The day he locked himself out is not specific, a
Monday or a Thursday, some square on some calendar
I tossed in the trash years ago.

We lived in a small white house yards off a small suburban street. I dubbed it The White House. I cannot remember how many of my holidays passed inside. It's all stuck in fog.

Some time later my mother and brother and myself moved not a quarter mile from The White House; a trailer park, owned by Aunt Charlene and her callousness. She cares deeply for my mother. I still pass The White House as I drive to my great-grandma's home, years later. It is hidden from the street, all branch and leaf and overgrowth, flora hiding its face from the cars and their people, the birds, sunlight, illumination.

My great-grandmother's eyes are thick with a knowledge I am fortunate to not possess. Great-grandma. My father's grandma. Mother told me he began to drink when Grandpa Jesse died and never managed to shelf it. I meditate on my genes. My great-grandma is 84-years on this earth. I have trouble bringing myself to talk to her.

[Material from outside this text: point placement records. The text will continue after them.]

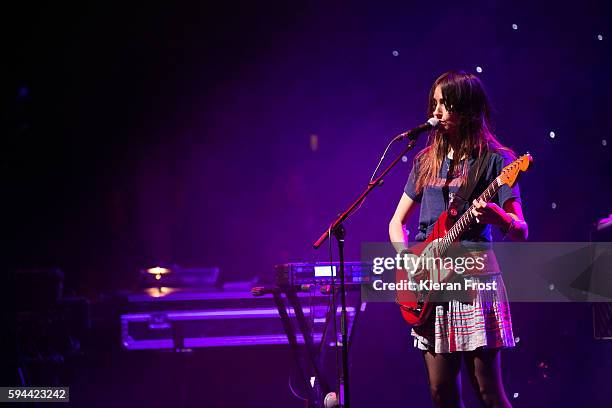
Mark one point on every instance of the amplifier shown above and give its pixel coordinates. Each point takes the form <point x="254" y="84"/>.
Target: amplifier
<point x="166" y="318"/>
<point x="296" y="274"/>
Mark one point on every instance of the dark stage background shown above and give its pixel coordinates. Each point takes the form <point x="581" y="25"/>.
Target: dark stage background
<point x="230" y="135"/>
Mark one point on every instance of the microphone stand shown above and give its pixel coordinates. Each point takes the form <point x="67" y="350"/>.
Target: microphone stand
<point x="337" y="229"/>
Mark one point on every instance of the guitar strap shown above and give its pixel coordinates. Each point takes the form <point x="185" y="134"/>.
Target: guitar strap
<point x="460" y="198"/>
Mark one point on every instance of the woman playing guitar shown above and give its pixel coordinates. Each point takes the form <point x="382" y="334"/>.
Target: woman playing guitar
<point x="456" y="330"/>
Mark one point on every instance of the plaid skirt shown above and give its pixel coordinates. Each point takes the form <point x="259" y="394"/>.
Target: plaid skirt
<point x="456" y="325"/>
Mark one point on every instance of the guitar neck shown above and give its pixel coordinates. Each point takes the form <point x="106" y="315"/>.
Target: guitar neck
<point x="466" y="219"/>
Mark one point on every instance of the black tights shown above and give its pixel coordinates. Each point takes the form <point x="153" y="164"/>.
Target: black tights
<point x="483" y="368"/>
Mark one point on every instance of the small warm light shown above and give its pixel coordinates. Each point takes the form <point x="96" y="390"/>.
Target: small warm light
<point x="159" y="292"/>
<point x="158" y="270"/>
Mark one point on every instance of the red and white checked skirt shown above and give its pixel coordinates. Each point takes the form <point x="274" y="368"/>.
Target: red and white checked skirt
<point x="456" y="325"/>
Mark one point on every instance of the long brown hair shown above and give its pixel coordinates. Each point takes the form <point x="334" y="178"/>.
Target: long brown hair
<point x="465" y="96"/>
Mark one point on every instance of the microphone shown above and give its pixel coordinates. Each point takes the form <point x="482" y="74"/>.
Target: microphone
<point x="432" y="123"/>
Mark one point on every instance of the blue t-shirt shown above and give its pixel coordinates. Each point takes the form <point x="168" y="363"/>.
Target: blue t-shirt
<point x="434" y="198"/>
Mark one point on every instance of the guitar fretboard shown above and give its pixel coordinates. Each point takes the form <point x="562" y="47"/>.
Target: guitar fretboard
<point x="466" y="219"/>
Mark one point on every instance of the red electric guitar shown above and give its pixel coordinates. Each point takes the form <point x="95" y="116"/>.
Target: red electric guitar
<point x="414" y="304"/>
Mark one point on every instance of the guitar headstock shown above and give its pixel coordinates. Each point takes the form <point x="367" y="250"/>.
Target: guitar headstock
<point x="510" y="173"/>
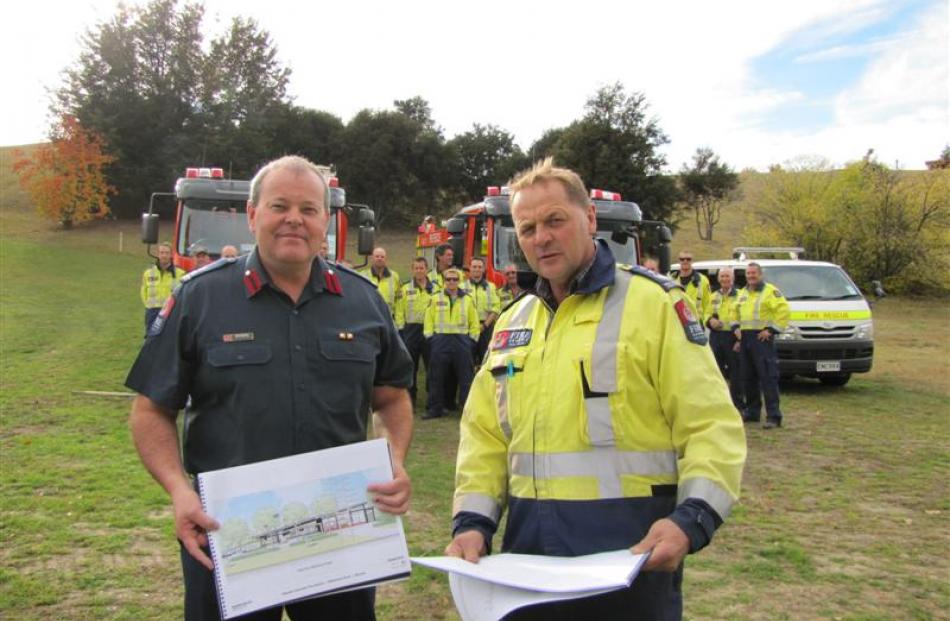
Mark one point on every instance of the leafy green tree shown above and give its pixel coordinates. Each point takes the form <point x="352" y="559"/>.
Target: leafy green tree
<point x="486" y="155"/>
<point x="707" y="185"/>
<point x="615" y="146"/>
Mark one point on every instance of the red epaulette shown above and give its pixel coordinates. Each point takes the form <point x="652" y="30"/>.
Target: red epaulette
<point x="252" y="282"/>
<point x="332" y="282"/>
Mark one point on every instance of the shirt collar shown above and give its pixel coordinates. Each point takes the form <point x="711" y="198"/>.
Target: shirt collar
<point x="253" y="264"/>
<point x="593" y="277"/>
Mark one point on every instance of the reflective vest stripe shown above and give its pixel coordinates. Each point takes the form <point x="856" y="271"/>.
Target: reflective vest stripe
<point x="478" y="503"/>
<point x="501" y="395"/>
<point x="708" y="490"/>
<point x="605" y="464"/>
<point x="604" y="362"/>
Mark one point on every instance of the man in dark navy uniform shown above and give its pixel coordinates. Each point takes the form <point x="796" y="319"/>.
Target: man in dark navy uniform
<point x="281" y="353"/>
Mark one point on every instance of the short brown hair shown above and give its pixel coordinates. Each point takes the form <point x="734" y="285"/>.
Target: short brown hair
<point x="544" y="171"/>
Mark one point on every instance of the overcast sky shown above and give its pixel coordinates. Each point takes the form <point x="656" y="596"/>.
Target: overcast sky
<point x="759" y="81"/>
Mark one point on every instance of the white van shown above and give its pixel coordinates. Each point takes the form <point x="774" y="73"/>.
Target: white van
<point x="830" y="334"/>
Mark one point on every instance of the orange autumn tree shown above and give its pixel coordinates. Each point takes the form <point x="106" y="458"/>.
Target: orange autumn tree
<point x="64" y="178"/>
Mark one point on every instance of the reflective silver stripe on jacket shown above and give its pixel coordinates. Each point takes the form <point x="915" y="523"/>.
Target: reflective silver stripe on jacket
<point x="603" y="362"/>
<point x="478" y="503"/>
<point x="708" y="490"/>
<point x="501" y="396"/>
<point x="604" y="464"/>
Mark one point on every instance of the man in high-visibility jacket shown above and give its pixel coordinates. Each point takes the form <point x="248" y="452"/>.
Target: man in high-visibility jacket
<point x="581" y="422"/>
<point x="158" y="282"/>
<point x="411" y="314"/>
<point x="723" y="315"/>
<point x="385" y="279"/>
<point x="444" y="257"/>
<point x="696" y="285"/>
<point x="763" y="313"/>
<point x="511" y="290"/>
<point x="487" y="303"/>
<point x="451" y="329"/>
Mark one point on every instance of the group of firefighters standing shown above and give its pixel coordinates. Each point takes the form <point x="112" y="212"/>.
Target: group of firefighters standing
<point x="445" y="317"/>
<point x="743" y="324"/>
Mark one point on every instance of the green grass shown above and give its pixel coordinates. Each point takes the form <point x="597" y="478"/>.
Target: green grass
<point x="843" y="515"/>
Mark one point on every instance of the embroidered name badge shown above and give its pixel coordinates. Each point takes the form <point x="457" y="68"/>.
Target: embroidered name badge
<point x="507" y="339"/>
<point x="694" y="331"/>
<point x="238" y="337"/>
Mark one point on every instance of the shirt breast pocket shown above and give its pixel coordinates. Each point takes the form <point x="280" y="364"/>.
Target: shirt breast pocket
<point x="345" y="370"/>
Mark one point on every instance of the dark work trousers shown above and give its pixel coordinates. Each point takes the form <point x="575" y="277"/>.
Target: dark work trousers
<point x="448" y="352"/>
<point x="759" y="361"/>
<point x="415" y="342"/>
<point x="150" y="315"/>
<point x="727" y="358"/>
<point x="484" y="339"/>
<point x="201" y="603"/>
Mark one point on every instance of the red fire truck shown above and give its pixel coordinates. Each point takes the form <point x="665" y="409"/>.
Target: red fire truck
<point x="486" y="229"/>
<point x="211" y="212"/>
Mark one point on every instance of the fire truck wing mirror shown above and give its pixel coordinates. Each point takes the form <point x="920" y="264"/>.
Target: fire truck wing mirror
<point x="337" y="198"/>
<point x="367" y="240"/>
<point x="366" y="217"/>
<point x="455" y="226"/>
<point x="149" y="228"/>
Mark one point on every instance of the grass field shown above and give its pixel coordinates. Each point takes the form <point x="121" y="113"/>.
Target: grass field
<point x="844" y="512"/>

It is so much. So fast. I am a man now—not grown, hardly seasoned, no hint of gray—of 21-years. I have not seen my father since I started smoking. I wonder, now, following all these years of silence what, exactly, we might have to say to one another. He may ask about my girlfriend: I may ask of his. Years apart, a ridged gap, and yet still a kinship, some foreign hurt deeply threading the vein.

The malignancy of feelings.

I bury my anger and let it age, whiskey soaking in the oak, cultivating a taste, a character, an identity. I cannot change this. It is my blood. I will always bear his name. He may die before me. I will always bear his name.